Verizon Prepares for the NFL Draft (And Anything Else That Might Hit the Midwest)

The NFL Draft starts tomorrow. I am a football fan, so I'm well acquainted with the frenzy surrounding the league, but even I would not have predicted that Kansas City is expecting THREE HUNDRED THOUSAND people to attend the draft this year. It's part sports event when college players are upgraded to the pros, part free music festival (Fall Out Boy, Mötley Crüe, and Thundercat are all playing), and mostly a kind of religious revival. People take their football seriously enough to fly halfway across the country to commune with like-minded fans, drink beer, listen to music, and argue vociferously about the merits of their team choosing or rejecting college kids they had never heard of a few months ago.

Verizon invited media to Kansas City last week to show off what goes into preparing for an event of this magnitude, and also took the opportunity to brief us on the tools, strategies, and personnel involved in providing emergency service response in general. This is an aspect of the industry that is usually hidden, so I took the opportunity to learn how operators set up for planned stresses on their networks — and what Verizon does to respond to unplanned emergencies.

Preparing for the NFL Draft

All the wireless carriers like to talk about how they have improved their 5G networks, but an outdoor event like the NFL Draft will overwhelm the normal infrastructure. Hundreds of thousands of people will need wireless network access to post selfies proving they were there, make foolish online parlay bets, and figure out a map route to get home. First responders will also need constant communication to ensure public safety. The wireless providers are all onsite in Kansas City beefing up their networks, and the most visible is Verizon because, as duly noted in its press release, Verizon is the official 5G network of the NFL. When I say Verizon was the most visible, I mean that literally: while the carrier genuinely appeared to have the most assets all around the event, AT&T and T-Mobile also had mobile 4G and 5G towers, but without visible logos. The NFL takes its licensing deals seriously.

I got a chance to go inside one of the COWs (Cell on Wheels) and gawk at the networking racks inside. The NFL Draft venue is in a park and memorial in downtown Kansas City, and the temporary cell towers like COWs and COLTs (Cell on Light Trucks) we saw deployed could easily plug into local fiber for backhaul. In fact, if you know where to look, you can see the tiny fiber cable that carries all the voice and data traffic from the antennas in the COWs and COLTs routed to their endpoints underground or inside buildings. However, when a tornado takes out a cell tower or first responders request communication for a mobile command center in the middle of nowhere, there isn’t typically a fiber drop to connect to. Instead, Verizon uses microwave or satellite for backhaul, and this took us to the second part of our Kansas City wireless preparedness tour: The Cave.

The Cave

When we got to the cave, we saw THOR (Tactical Humanitarian Operations Response), Verizon’s celebrated experimental command center/network on wheels, parked outside. THOR has been used to set up temporary networks in disaster areas, help the U.S. government manage emergency logistics, and starred in an episode of Lone Star 911. However, The Cave is not another acronym, it’s an actual cave, a facility built 65 feet underground in a mountain. After a providing temporary network assistance for a devastating tornado a few years ago, Verizon’s Frontline manager for part of the Midwest recognized the importance of keeping emergency response assets outside the reach of future weather events. Inside The Cave, Verizon’s Frontline responders, logistics personnel, and engineers store COWs, COLTs, spare generators, collapsible cell tower masts, parts, drones, robot dogs, and SPOTs (Satellite Picocell on a Trailer).

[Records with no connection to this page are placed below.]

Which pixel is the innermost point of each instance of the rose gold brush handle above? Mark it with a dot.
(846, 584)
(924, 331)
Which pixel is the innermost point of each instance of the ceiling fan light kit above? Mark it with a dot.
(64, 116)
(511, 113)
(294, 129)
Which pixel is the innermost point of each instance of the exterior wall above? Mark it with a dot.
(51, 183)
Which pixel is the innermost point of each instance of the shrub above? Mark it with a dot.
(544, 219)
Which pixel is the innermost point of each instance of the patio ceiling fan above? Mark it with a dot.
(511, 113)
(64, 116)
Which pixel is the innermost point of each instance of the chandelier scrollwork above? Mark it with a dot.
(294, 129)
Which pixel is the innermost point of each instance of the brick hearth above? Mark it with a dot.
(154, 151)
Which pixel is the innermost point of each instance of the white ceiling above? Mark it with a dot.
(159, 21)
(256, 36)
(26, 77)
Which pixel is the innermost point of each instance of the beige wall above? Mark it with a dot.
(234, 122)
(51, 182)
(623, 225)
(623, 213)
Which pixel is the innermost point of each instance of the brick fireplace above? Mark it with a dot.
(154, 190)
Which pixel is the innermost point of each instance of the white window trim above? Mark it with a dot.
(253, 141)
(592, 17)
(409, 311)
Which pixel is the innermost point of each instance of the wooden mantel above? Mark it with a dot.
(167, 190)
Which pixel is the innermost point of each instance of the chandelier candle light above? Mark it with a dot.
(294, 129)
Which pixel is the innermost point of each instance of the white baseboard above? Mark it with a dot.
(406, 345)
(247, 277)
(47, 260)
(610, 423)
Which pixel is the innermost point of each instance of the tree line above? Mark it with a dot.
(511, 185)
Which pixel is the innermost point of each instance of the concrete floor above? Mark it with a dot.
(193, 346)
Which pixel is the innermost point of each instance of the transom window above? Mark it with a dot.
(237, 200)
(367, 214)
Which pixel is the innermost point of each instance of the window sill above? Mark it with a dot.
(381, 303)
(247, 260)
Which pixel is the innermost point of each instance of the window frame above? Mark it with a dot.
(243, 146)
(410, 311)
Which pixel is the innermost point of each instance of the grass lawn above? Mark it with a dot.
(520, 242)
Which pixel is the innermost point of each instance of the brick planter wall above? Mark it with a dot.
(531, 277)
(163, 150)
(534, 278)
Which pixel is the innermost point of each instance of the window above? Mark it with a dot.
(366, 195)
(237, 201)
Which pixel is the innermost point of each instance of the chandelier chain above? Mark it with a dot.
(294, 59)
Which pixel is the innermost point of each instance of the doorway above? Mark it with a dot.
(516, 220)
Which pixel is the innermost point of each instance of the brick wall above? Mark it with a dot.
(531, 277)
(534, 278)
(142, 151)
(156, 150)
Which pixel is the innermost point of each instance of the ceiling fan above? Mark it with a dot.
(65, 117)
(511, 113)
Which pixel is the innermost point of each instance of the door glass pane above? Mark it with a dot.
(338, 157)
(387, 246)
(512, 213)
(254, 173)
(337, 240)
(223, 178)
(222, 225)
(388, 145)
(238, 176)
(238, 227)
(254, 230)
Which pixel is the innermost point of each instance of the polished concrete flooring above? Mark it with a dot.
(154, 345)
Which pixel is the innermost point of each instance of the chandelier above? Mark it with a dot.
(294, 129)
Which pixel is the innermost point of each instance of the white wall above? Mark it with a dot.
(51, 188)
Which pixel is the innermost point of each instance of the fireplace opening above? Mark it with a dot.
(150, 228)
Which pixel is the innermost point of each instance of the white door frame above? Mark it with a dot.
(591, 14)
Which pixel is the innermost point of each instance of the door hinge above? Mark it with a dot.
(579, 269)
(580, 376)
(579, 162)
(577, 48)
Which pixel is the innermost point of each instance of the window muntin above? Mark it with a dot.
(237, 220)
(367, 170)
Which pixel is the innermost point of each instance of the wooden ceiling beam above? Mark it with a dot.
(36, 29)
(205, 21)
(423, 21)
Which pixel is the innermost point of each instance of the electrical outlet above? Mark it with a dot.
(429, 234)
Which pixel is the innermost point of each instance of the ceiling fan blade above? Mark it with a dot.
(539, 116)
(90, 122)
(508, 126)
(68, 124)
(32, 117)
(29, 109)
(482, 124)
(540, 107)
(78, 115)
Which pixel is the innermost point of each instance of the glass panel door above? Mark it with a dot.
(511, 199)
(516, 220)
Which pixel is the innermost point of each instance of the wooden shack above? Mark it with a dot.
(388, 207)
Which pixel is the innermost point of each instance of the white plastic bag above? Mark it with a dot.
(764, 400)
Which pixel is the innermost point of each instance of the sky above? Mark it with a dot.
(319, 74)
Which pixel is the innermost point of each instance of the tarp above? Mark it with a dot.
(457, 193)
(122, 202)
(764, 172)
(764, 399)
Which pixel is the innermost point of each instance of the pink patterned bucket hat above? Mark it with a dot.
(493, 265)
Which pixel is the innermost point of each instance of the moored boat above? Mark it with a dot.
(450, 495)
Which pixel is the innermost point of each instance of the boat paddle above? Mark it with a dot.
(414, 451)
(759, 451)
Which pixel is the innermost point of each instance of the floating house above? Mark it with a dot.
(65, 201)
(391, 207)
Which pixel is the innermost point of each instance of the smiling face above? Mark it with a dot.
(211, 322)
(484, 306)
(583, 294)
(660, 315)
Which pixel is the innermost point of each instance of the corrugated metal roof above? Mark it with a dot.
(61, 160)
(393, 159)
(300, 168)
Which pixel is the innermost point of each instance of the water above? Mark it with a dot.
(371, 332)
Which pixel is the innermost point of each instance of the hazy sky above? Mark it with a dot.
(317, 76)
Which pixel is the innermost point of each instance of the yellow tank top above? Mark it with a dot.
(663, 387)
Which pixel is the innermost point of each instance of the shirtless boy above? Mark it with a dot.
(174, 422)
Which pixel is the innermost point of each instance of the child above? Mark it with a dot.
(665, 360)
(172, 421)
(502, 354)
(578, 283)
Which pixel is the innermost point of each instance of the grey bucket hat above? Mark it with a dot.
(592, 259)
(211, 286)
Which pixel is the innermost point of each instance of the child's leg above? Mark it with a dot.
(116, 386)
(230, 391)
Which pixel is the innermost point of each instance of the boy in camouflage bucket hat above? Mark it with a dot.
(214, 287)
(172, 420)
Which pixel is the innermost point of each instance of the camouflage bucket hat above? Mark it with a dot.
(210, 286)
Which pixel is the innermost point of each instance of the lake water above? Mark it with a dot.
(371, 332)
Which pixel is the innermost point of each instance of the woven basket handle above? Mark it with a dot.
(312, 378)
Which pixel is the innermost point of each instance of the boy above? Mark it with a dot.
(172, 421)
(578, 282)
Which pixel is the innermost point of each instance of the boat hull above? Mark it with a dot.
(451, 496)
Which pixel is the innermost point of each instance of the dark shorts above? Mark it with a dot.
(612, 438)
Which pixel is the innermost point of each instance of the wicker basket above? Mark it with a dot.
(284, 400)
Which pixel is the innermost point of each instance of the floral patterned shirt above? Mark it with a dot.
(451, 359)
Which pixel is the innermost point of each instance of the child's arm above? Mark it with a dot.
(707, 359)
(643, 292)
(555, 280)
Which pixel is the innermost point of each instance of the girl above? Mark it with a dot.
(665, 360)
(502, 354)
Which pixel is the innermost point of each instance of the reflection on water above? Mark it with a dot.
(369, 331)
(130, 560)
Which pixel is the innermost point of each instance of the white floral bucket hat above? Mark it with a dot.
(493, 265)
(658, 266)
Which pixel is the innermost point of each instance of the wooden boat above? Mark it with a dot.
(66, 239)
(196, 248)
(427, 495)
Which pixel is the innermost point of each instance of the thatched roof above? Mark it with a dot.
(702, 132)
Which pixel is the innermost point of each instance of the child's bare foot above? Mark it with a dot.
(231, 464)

The robot dog lacks a proper acronym (SPOT is taken), but it can be used to extend connectivity to wider areas in situations – such as hazardous materials spills and wildfires – where it is dangerous for first responders to go. I got a chance to play with the dog; it was a very good robot. We did not get a chance to see the drones, but they have been used to create flying cell towers in areas where there was no coverage due to hurricane damage. Perhaps most impressive were the Frontline network engineers who drop what they’re doing to provide service – seemingly always on Friday nights, they joked – and can get a SPOT set under thirty minutes from arriving at a site.

The Verizon Frontline Crisis Response Team doesn’t charge local, state, or federal agencies for support, but this is a regulated industry, and its assistance does not go unnoticed. Verizon is also not the only provider with public safety networks that works with first responders, which explains why it wanted to ensure its story gets out to the media. Business and marketing aside, I was impressed.